How To Practice Standing As The Common Shotgun Shooting Position?
Now you want to know how to shoot with a shotgun commonly, so here are all the things you need to keep in mind to increase your result with a shotgun while hunting:
While hunting with a shotgun, you’re most likely to shot at a moving target from a standing position. As a result, the place you stand in must allow you to swing freely across a large arc while maintaining control. This requires a comfortable, balanced stance.
Stand with your feet shoulder-width apart, and your knees slightly bent to provide ideal balance. Bring your left foot forward slightly (if you're right-handed) and lean in the same way. The location of your feet is critical. Your front foot's toes should point at roughly 45 degrees toward the target. Even if you're taking a rapid shot, take the time to position your feet correctly.
Swinging with a moving target is easier if your knees are slightly bent. The bent leg to the back supports the hip motions, allowing you to swing easily.
To help you visualize more easily how to stand correctly with a shotgun, here is a video from Mossberg:
Hold a shotgun properly
- Hold the standard grip with your preferred hand and place your other hand on the fore-grip.
- When you lift the shotgun to your shoulder, the stock should be brought to your cheek first and then back to your shoulder.
- A typical mistake is to descend the head and cheek to the stock rather than to take the stock to the cheek.

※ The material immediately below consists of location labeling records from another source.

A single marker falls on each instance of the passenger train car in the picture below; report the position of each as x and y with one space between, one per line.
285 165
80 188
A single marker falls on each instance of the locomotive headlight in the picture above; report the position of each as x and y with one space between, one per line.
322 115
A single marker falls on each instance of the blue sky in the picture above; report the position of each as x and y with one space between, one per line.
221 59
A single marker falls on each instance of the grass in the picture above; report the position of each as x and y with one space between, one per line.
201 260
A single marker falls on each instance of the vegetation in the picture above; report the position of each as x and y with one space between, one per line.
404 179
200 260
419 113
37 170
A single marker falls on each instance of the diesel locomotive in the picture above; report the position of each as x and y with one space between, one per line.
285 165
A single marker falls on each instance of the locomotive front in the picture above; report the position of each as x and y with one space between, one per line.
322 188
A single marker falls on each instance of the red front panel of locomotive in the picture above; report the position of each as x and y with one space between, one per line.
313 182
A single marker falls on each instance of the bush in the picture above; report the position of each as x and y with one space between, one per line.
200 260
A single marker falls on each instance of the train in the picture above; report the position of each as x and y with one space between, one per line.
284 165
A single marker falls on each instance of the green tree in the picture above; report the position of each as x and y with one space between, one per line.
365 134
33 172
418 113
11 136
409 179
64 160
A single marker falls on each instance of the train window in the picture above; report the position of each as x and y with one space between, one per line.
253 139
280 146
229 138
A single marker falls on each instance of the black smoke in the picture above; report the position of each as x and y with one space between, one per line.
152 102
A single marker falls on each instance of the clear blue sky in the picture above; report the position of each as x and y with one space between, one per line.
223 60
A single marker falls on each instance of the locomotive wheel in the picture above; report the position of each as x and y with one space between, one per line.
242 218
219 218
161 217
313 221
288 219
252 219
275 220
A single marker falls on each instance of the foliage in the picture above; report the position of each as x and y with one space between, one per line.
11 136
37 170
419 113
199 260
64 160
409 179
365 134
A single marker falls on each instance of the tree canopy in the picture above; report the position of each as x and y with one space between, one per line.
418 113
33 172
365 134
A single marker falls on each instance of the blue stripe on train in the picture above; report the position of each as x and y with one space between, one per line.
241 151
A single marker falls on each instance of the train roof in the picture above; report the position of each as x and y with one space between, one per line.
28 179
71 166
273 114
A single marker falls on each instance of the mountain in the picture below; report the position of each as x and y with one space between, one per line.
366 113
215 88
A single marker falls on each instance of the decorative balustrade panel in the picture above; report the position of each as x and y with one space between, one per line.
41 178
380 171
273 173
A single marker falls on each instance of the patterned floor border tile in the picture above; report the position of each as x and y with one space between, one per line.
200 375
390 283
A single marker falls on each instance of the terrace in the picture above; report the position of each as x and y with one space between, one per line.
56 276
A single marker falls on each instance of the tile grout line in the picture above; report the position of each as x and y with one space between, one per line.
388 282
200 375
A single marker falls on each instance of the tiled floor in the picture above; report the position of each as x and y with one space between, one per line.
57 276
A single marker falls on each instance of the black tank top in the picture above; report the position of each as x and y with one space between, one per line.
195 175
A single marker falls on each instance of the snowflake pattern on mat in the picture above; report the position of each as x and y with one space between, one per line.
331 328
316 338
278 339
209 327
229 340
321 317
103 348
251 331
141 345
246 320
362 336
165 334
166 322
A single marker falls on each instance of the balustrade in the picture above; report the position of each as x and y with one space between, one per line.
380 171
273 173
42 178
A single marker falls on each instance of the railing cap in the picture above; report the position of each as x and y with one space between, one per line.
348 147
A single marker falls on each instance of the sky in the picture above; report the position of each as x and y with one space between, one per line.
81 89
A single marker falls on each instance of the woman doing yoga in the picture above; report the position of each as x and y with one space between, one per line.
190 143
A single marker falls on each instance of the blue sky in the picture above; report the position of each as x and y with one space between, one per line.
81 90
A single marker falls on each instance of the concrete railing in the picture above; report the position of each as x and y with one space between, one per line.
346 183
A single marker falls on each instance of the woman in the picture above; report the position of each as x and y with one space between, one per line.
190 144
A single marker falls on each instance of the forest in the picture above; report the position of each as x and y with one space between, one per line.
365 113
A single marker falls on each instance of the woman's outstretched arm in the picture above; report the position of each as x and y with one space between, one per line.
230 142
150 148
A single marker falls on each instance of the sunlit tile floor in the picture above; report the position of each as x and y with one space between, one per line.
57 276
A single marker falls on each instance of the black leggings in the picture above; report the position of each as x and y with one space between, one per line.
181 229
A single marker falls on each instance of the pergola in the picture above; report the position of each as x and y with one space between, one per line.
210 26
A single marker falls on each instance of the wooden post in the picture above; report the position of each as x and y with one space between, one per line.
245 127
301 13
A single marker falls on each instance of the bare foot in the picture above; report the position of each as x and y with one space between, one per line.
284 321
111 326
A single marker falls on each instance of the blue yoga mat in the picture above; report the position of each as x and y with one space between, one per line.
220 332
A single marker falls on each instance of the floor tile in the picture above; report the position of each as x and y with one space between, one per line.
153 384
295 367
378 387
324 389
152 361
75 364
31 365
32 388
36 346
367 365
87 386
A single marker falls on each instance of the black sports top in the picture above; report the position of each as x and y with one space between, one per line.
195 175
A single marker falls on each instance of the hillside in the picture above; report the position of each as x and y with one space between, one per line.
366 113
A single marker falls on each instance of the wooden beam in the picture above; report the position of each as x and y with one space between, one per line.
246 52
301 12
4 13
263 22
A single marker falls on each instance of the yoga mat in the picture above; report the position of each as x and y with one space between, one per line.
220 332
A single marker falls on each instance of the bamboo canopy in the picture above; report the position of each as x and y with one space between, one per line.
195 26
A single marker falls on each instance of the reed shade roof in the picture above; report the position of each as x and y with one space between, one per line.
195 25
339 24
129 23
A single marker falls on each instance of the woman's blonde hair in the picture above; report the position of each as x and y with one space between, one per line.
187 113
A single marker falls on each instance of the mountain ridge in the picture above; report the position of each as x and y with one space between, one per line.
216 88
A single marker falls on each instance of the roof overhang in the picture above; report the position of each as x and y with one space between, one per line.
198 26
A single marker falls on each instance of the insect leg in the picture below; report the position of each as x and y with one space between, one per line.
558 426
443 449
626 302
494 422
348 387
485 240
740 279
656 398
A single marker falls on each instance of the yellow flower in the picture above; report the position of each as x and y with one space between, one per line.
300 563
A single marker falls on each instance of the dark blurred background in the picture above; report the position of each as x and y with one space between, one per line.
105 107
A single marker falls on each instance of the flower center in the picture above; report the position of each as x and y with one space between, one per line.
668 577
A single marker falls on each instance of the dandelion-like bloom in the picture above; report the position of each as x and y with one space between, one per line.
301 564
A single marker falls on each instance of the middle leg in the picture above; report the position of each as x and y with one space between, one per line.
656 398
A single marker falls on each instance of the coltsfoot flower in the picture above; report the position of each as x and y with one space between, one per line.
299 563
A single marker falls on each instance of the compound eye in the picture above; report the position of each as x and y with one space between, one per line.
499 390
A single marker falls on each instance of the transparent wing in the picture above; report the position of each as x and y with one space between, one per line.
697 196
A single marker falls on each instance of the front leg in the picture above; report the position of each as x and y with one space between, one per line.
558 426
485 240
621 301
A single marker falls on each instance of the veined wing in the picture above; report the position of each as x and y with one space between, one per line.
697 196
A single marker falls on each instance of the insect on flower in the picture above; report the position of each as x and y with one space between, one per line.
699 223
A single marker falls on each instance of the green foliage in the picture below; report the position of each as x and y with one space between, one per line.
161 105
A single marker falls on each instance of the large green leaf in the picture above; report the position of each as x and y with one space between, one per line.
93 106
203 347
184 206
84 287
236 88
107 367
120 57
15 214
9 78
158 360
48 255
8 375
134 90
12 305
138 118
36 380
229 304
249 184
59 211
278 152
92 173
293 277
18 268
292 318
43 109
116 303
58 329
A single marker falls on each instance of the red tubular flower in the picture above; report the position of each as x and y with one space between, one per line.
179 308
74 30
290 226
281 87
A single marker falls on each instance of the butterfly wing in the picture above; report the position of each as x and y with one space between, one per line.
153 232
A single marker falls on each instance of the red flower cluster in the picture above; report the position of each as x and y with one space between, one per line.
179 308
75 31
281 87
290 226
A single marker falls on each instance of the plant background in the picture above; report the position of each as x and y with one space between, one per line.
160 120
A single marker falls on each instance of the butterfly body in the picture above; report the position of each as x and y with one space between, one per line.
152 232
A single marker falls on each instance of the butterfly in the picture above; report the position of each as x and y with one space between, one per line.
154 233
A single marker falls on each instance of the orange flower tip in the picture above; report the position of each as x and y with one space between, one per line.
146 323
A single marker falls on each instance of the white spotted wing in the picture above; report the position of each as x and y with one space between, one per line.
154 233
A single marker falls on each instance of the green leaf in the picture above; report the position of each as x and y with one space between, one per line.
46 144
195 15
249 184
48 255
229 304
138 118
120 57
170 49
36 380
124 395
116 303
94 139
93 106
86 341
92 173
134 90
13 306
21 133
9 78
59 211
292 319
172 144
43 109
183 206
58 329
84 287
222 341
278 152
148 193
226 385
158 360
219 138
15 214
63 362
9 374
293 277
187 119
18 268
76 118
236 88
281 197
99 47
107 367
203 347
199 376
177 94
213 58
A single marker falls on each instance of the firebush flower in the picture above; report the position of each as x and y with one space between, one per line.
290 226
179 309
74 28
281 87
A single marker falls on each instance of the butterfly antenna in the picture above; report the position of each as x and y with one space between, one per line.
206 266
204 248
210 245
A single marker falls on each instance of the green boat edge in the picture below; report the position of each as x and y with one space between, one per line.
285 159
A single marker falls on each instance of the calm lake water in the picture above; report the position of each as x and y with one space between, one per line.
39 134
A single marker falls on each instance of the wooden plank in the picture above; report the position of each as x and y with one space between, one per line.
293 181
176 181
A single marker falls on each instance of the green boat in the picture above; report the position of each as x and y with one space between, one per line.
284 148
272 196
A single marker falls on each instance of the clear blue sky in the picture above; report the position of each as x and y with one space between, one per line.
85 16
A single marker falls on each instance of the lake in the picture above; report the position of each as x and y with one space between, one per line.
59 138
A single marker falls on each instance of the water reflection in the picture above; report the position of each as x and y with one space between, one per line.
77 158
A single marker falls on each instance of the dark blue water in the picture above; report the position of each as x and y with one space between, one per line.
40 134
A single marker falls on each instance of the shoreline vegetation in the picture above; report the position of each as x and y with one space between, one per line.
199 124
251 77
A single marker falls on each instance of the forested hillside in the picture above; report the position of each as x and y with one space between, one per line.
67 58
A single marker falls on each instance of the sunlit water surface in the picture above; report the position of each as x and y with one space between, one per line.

When done correctly, the shotgun butt should always be on your shoulder in the same place as your head naturally.
Aim with a shotgun
While hunting with a shotgun, targets usually appear suddenly or run away quickly, so if you try to aim with a shotgun, your prey can have more time to recognize you and then escape out of your range. That’s why the shotgun is designed to point at the target, with the eyesight sit at the top of the barrel or rib.
The sight is usually a little plastic head on the front of the gun. To shoot more accurately when using the sight, your eye must be in line with the barrel, so you need to put your head correctly on the stock.
When you raise the shotgun to your face, the stock should sit snuggly against your cheek, with your eye on the side above the shotgun's centerline. If you cannot take that position comfortably, you may need to readjust the position till you feel confident the most.
Take your shot
When shooting with a shotgun, speed is more important than accuracy. So the quick trigger action is a key to bring better results while hunting with this gun. To take a shot, your primary hand must rapidly slap the trigger decisively while your secondary hand maintains a firm grasp on the shotgun while pushing the stock back.
You don’t need to use breath control skills while shooting with a shotgun because the while you raise your gun into the spot, you will eventually take a shot as soon as the stock sits comfortably in your cheek. The range is not so far, so you don’t need to use your breath control skills.
If you are hunting duck or flying object, check out some best shotgun chokes for hunting small, fast close birds.
Shotguns are used primarily for hunting animals and other small games and for sport like clay shooting. Knowing the most common shotgun shooting position and stance for hunting will increase your hit rate for better results.